Personal information
- Full name: William Halton
- Born: 19 January 1837 Yarm, Yorkshire, England
- Died: 24 April 1885 (aged 48) Blackburn, Lancashire, England
- Batting: Unknown

Domestic team information
- 1861–1862: Yorkshire

Career statistics
| Competition | First-class |
| Matches | 8 |
| Runs scored | 112 |
| Batting average | 10.18 |
| 100s/50s | 0/0 |
| Top score | 19* |
| Catches/stumpings | 4/– |
- Source: Cricinfo, 25 June 2019

= William Halton (cricketer) =

English cricketer

William Halton (19 January 1837 – 24 April 1885) was an English first-class cricketer.

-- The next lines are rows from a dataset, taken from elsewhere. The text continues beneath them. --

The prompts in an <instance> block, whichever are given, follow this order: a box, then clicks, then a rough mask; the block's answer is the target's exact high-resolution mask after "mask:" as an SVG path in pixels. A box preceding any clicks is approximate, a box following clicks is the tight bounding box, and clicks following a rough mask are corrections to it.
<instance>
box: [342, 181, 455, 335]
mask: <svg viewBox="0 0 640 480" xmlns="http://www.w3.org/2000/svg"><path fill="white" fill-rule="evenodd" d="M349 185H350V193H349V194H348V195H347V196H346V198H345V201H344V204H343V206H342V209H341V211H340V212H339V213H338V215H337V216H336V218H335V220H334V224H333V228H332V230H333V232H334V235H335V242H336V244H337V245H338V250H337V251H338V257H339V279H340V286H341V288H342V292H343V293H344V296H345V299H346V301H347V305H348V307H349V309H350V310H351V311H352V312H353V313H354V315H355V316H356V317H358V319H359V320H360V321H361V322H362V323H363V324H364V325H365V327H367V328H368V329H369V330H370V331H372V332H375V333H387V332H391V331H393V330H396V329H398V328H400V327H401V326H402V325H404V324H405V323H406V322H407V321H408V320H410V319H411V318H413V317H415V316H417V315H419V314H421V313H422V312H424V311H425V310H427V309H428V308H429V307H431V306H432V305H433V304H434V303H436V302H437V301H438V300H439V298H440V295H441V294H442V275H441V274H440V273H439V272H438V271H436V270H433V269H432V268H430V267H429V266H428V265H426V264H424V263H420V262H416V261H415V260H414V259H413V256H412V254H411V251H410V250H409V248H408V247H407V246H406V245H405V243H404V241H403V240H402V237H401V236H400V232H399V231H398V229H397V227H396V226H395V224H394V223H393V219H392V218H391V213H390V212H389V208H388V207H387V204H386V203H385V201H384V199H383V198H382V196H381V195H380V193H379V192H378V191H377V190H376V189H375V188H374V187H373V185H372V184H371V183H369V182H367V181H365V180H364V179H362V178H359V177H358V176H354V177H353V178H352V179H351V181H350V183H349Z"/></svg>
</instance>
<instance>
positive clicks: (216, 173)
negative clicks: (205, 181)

Halton made his debut in first-class cricket for a combined Yorkshire and Durham cricket team against Nottinghamshire at Stockton-on-Tees in 1858. He made two first-class appearances in 1861 for a United England Eleven against an All England Eleven. In the same season he made his debut for Yorkshire against Surrey at Sheffield, as well as playing for a combined Yorkshire with Stockton-on-Tees cricket team against Cambridgeshire. His final three first-class appearances all came for Yorkshire in 1862. Playing in eight first-class matches, Halton scored 112 runs at an average of 10.18, with a high score of 19 not out.

Halton kept an inn in Stockton-on-Tees in the 1860s. After his first wife died, he moved with his second wife to Blackburn, where he worked as a labourer. He died of bronchitis in April 1885.